Questa filosofia di design, che comprende molta parte dei german, è molto evidente nei titoli che ho elencato oggi (tutti pesi medi con regole non troppo complesse, piuttosto trasparenti nei loro meccanismi) e, mi permetto di azzardare un’intuizione che volevo condividere con voi: i giochi da tavolo strategici a bassa incidenza della fortuna, secondo me, sono fondamentalmente dei sistemi per la creazione ed attribuzione del valore.

Quello che intendo quando dico questo è che, nella finzione ludica, il gioco strategico dà delle priorità, dà dei compiti, dà delle ricompense secondo sé stesso e secondo la sua stessa ragionevolezza — secondo il suo funzionamento. Il gioco dà premi e punizioni in funzione di come ti comporti nel suo spazio di interazione e questo crea un momento condiviso tra i giocatori, in cui i normali giudizi di valore sono sospesi. Come individuo singolo potresti magari portarti dietro bagagli emotivi di un certo tipo: delusioni, sentimenti di rimpianto o valutazioni negative su te stesso o sugli altri. Il gioco, in particolare di questa tipologia, ti permette di sospendere quei pensieri pesanti, seri, che hanno a che fare con la vita reale. Ti dà la possibilità di stare in un luogo dove non vieni giudicato intrinsecamente per quello che sei, per il tuo passato, per quelli che magari reputi siano i tuoi sbagli — ma solo per quello che fai in relazione all’esperienza ludica: vieni giudicato dal gioco, dai punti vittoria, solo per quanto hai capito del gioco — solo per quanto sei riuscito a sfruttare i meccanismi e raggiungerne gli obiettivi.

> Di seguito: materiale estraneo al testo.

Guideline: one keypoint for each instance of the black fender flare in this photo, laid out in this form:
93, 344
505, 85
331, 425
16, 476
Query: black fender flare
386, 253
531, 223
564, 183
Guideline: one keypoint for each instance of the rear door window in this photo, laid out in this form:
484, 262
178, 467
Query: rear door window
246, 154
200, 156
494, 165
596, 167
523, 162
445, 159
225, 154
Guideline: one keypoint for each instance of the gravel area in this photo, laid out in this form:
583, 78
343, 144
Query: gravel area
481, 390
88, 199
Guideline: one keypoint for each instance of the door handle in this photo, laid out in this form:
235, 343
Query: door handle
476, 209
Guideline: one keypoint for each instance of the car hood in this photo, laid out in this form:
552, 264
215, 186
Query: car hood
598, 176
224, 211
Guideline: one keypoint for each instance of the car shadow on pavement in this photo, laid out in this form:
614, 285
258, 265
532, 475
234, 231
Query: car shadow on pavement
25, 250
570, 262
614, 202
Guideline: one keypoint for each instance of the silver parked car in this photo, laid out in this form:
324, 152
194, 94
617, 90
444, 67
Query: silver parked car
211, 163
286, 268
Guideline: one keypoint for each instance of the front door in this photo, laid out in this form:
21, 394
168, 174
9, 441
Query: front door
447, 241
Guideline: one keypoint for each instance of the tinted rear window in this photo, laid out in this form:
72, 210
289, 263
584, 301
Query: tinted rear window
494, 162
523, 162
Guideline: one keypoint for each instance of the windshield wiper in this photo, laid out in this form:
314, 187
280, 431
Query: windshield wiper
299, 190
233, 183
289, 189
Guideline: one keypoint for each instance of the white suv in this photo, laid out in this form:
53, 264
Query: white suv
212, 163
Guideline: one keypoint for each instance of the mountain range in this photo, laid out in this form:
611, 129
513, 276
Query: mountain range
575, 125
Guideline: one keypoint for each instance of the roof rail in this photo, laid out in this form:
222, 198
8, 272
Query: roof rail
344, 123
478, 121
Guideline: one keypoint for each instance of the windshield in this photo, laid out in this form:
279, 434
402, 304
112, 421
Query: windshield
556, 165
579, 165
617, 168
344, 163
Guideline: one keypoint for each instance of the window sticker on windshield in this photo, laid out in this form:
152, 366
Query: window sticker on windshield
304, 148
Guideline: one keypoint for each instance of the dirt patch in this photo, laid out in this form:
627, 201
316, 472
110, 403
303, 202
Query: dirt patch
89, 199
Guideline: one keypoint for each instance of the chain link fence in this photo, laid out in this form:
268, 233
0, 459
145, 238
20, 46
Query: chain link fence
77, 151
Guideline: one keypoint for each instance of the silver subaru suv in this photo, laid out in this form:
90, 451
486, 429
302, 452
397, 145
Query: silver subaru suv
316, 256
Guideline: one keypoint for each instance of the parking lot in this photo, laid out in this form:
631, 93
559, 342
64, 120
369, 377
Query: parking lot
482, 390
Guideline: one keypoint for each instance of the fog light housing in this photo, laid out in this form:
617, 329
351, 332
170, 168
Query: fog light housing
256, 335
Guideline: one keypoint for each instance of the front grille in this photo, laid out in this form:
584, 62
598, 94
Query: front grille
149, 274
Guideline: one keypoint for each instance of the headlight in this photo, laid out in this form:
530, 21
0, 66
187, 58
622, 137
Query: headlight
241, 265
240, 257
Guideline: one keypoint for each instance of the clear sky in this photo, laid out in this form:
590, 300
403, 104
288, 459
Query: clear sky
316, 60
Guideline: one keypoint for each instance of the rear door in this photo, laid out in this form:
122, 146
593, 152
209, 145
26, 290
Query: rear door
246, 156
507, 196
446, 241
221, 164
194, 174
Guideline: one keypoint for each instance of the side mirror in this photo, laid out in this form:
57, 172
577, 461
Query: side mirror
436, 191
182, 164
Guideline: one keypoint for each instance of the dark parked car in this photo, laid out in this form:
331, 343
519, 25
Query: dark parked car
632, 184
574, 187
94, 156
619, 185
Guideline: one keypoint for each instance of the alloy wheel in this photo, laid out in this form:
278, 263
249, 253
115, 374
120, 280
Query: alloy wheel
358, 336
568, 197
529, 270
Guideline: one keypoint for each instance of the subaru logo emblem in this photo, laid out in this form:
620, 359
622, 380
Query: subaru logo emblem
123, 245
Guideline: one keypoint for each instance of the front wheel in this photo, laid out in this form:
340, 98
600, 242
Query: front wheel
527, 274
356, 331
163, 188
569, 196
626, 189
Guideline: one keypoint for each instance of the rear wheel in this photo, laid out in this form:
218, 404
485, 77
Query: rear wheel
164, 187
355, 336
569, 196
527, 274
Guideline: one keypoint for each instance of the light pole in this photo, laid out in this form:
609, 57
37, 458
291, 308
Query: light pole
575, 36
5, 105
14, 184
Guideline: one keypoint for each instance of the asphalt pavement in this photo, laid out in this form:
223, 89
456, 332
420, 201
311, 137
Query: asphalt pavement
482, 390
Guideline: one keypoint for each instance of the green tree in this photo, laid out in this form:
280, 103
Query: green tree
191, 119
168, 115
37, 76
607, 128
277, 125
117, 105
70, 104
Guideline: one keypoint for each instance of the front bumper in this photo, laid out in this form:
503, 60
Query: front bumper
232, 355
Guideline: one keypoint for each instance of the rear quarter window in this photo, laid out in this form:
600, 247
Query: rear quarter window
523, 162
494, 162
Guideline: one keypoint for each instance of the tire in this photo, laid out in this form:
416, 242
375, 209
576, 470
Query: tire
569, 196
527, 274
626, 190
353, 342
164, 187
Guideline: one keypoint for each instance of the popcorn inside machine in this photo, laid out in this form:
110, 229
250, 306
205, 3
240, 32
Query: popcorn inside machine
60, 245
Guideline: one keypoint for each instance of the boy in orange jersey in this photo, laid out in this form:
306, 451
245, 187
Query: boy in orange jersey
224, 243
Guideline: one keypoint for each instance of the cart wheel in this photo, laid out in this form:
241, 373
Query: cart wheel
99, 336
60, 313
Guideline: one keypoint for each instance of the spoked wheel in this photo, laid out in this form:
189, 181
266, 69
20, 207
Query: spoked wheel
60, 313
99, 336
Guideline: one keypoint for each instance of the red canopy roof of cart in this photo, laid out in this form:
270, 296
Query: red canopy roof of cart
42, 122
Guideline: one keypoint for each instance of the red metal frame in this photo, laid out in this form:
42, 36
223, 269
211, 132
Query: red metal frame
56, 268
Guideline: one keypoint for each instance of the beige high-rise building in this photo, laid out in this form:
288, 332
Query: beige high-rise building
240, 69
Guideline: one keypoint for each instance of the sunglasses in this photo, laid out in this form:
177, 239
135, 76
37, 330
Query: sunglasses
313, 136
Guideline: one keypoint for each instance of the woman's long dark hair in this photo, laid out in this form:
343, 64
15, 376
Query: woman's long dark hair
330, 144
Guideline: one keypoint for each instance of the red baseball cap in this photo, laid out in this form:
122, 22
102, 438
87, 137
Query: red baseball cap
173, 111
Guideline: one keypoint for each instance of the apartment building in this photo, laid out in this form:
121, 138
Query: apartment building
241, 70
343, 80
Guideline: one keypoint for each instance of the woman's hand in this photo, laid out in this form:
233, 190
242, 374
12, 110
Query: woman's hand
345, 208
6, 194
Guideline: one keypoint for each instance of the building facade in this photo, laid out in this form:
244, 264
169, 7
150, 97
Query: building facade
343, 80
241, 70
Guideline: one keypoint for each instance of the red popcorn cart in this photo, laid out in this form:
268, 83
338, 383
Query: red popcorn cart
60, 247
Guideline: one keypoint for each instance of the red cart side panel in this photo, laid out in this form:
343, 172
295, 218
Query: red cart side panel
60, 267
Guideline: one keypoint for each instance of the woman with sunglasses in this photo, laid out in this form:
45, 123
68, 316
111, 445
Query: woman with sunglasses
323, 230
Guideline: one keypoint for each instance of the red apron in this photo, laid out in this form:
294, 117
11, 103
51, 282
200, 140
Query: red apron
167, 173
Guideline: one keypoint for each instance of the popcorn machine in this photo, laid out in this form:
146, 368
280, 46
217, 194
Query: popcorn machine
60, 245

In questo senso il giocare non ha alcuna velleità di giudicare in toto e di dare un giudizio di valore secondo la falsa pretesa di una valutazione universale e oggettiva della tua persona (pretesa che invece è così frequente nel mondo iper-competitivo e nevrotico di oggi). Al contrario invece, il gioco ti chiede solo di essere capito e di stare alle sue regole: esso premierà e frustrerà secondo quello che farai, ma non ci sarà ingiustizia. Per questo vorrai tornarci ogni volta, per riscoprire e riattivare il piacere di tutte le altre volte.